Espinas crueles rasgan mi piel,
y en cada espasmo de dolor,
la tierra bebe mis lágrimas silenciosas.
Por tu paso, mi alma desfallece,
bajo la ráfaga voraz del olvido.
Con fervor, ofrezco mis ruegos,
atesorados como joyas ocultas,
soñando con el brillo de tu sonrisa.
Mis ojos arden,
abrazando el abismo vacío,
un espacio que nunca se llena.
El anhelo brota como raíces hambrientas,
aferrándose al eco de un amor inalcanzable.

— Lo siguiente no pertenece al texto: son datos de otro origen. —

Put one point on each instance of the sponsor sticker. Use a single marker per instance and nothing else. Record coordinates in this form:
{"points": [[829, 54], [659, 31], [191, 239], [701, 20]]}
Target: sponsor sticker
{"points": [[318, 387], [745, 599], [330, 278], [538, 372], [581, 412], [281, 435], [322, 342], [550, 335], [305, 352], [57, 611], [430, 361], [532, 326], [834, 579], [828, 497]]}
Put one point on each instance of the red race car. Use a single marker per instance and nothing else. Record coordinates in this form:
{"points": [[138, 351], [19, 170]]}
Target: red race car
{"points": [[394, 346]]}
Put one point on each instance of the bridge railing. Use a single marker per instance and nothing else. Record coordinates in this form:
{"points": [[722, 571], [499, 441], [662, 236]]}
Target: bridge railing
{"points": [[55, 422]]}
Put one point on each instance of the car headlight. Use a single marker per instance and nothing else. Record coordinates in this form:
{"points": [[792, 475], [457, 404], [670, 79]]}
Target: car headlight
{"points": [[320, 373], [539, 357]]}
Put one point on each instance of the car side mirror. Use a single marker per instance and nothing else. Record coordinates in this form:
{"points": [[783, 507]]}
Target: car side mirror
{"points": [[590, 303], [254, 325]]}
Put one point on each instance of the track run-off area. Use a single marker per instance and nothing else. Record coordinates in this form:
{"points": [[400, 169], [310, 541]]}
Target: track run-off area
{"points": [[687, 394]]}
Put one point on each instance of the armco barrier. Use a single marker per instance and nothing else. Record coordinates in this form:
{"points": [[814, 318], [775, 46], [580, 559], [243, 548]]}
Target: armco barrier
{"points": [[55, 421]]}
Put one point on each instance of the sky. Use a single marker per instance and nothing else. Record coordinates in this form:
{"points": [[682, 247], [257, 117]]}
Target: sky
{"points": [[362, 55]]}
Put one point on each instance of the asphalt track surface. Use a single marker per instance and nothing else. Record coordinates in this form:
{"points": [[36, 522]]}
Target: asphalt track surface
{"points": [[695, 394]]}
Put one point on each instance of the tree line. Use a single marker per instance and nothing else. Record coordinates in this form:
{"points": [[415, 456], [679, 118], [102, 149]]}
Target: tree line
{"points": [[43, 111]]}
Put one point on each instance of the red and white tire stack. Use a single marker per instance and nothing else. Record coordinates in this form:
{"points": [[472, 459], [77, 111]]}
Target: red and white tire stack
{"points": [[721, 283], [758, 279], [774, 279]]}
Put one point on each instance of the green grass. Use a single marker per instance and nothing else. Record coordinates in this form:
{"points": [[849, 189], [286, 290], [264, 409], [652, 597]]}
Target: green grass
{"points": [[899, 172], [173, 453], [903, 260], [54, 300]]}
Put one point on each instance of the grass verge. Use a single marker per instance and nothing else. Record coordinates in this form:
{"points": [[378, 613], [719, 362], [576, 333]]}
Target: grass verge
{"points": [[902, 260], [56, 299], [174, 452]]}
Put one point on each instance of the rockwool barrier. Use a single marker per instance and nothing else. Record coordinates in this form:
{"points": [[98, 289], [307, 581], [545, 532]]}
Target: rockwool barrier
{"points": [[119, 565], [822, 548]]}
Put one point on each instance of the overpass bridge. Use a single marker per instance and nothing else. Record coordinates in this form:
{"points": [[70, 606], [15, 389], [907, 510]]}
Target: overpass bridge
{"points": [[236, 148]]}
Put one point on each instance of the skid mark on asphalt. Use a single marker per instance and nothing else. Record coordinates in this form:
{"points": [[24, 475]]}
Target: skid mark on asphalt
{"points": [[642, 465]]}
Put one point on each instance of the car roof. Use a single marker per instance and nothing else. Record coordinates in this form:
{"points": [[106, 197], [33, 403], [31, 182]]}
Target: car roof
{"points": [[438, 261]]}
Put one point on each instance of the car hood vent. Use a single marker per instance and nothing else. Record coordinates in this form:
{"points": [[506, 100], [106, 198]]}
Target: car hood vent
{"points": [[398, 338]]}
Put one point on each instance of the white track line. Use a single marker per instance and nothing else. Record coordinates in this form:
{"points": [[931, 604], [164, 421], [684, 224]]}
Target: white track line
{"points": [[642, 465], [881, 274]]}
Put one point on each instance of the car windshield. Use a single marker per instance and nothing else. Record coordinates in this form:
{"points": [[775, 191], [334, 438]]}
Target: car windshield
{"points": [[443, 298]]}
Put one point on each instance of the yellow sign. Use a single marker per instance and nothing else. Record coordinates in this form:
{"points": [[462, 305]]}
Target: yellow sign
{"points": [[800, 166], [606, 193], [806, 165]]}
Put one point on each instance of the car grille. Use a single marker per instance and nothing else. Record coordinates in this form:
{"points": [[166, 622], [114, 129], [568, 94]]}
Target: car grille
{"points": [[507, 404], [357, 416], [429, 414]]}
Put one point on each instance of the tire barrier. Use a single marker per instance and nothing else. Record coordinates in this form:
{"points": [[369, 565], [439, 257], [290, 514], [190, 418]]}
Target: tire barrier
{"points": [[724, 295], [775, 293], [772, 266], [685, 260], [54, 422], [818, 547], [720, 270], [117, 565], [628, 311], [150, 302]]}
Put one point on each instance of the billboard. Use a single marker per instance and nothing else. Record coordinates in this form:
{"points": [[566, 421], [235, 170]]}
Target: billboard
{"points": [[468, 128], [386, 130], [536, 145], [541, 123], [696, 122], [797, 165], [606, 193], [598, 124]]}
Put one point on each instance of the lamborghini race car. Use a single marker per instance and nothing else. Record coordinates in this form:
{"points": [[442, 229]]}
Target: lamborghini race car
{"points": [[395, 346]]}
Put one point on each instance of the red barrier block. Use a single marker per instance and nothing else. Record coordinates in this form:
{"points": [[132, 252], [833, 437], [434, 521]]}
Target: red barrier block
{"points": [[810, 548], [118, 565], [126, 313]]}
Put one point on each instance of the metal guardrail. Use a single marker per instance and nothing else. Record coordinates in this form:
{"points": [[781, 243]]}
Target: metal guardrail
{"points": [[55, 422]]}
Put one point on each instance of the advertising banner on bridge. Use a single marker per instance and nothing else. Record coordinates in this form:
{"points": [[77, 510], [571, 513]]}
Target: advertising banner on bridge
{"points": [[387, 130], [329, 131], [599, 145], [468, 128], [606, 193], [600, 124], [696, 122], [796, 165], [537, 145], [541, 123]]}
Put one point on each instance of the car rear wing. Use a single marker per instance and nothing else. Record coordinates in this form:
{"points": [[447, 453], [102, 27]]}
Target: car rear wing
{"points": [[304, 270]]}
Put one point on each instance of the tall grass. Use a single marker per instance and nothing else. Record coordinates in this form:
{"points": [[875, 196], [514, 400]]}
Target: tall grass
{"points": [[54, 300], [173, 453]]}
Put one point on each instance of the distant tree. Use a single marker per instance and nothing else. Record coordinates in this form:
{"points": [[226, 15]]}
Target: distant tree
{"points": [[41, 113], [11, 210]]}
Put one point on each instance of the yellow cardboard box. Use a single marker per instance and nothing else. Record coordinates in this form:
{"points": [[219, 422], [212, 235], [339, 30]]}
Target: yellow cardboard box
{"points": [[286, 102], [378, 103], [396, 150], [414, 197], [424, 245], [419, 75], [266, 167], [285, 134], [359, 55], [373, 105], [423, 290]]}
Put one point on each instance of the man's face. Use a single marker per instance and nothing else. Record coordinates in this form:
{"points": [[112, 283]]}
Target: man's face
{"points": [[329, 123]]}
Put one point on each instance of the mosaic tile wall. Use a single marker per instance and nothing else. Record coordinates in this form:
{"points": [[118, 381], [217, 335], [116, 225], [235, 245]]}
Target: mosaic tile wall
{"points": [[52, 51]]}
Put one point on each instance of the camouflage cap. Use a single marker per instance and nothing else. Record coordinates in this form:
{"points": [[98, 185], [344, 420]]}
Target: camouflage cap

Nunca anticipé que la noche,
con su manto funesto,
engulliría mi esperanza.
Lloro bajo su sombra implacable,
incapaz de entregarte las flores,
porque nacieron solo para mí.
En los umbrales donde las flores lloran,
lágrimas de pétalos se derraman
sobre el vacío que late,
un abismo que las abraza
con el frío susurro de la nada.
Las espinas del anhelo se alzan,
como testigos dolientes,
perforando las sombras de un ayer
que aún resuena en el eco callado
de las guirnaldas marchitas,
fantasmas de fiestas olvidadas.
Son ecos que navegan en la sombra,
remolinos de recuerdos
que nunca llegaron a tocarte,
flores que temblaron al borde del encuentro
y se desplomaron antes del roce,
mientras la noche devora los sueños
con sus fauces de silencio y bruma.
Raíces enredadas en la tierra de un amor perdido,
arraigadas en el suelo de lo imposible,
se hunden en el bosque de la ausencia,
donde los árboles son columnas del olvido
y las hojas cuchichean secretos rotos
al oscuro tejedor de lágrimas.
Sus hilos, bordados con melancolía,
trazan paisajes que nunca fueron,
sendas que desaparecen al ser halladas,
y en cada puntada de su labor sombría,
nos perdemos, de nuevo, en la penumbra
de lo que nunca pudimos retener.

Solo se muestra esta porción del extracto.